The Clean Water Blog

Nasty Brown liquid discharged from a pipe. Photo credit: Dragana Gerasimoski / Shutterstock

We Must Protect the Potomac River from Toxic Sewage Dumping

Every time it rains, the combined sewer systems of Washington D.C. and the City of Alexandria dump untreated sewage into the Potomac and Anacostia Rivers. Although the District has begun projects designed to prevent raw sewage from entering local waterways and rivers, such as holding tunnels, Alexandria recently missed an opportunity to adopt a modern Long Term Control Plan (LTCP) for its own aging sewer system.

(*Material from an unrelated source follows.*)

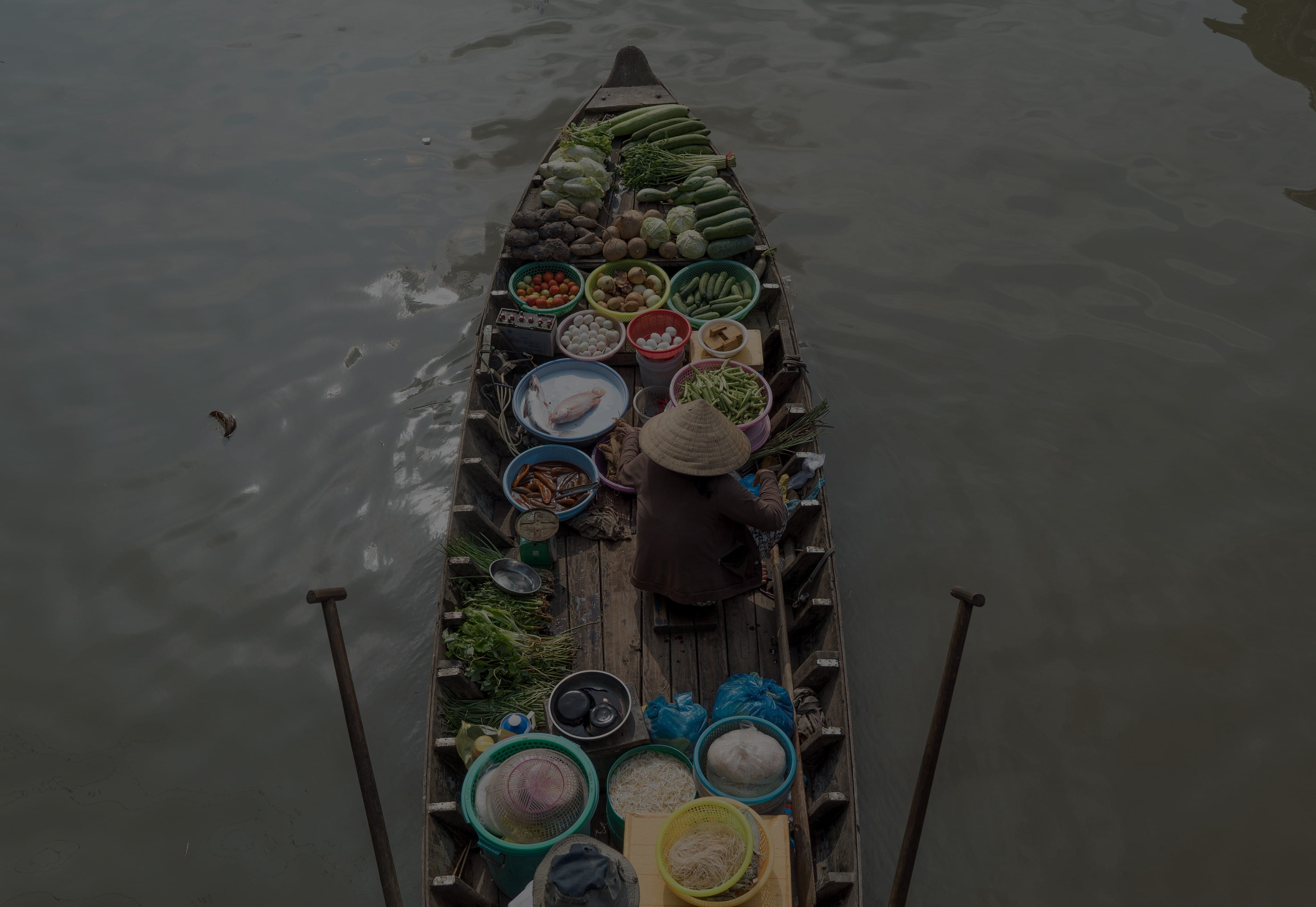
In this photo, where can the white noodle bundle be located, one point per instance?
(706, 857)
(651, 782)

This lack of foresight in developing a long-term solution now puts Alexandria at risk for replacing the District of Columbia as the largest source of pollution for the Potomac in the near future.

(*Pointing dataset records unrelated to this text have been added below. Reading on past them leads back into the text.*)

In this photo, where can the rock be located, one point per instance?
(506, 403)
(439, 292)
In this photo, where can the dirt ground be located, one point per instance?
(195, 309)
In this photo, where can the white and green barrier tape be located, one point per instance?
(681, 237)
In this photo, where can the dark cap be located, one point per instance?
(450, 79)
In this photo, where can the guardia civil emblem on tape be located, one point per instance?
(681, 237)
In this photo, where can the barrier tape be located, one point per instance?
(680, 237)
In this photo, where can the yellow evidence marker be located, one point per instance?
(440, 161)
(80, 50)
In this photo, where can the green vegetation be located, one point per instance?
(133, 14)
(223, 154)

The goal of the Clean Water Act is to restore the health of our rivers so they are fishable and swimmable. Raw sewage is a combination of human excrement and wastewater that contains E. coli and other pathogens—definitely not swimmable and fishable.

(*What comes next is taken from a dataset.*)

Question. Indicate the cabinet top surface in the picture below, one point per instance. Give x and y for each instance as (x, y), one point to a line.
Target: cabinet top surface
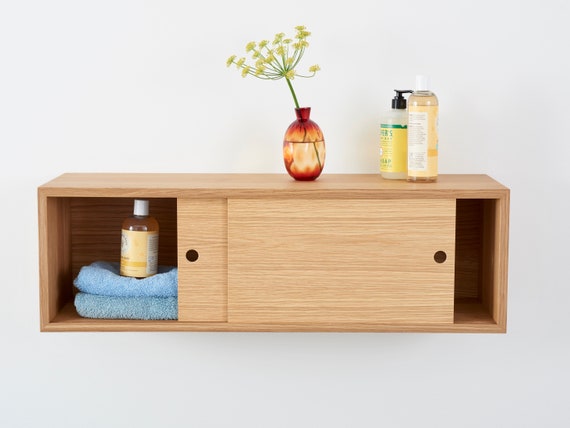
(220, 185)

Local watersheds, such as Hunting Creek, Cameron Run, and Holmes Run, already exceed water quality standards for E. coli. The unfortunate decision to continue with the current proposed LTCP for Alexandria means that more than half of the current sewage accounted for by the city will be dumped into the Potomac. This ultimately translates to 70 million gallons of contaminated water dumped into the river every single year for the next 20 to 30 years. Surely the City of Alexandria, certified as an “Eco-City” by Virginia Tech, can do a better job honoring its charter by committing to eliminate all sewage discharges so we can achieve the goals of the Clean Water Act.

The City must submit an updated LTCP by the end of August 2016 to the Virginia Department of Environmental Quality (VDEQ). Take action by sending a comment to the City of Alexandria and the VDEQ to make sure that Alexandria’s long term plan to reduce toxic wastewater will lead to real water quality improvements.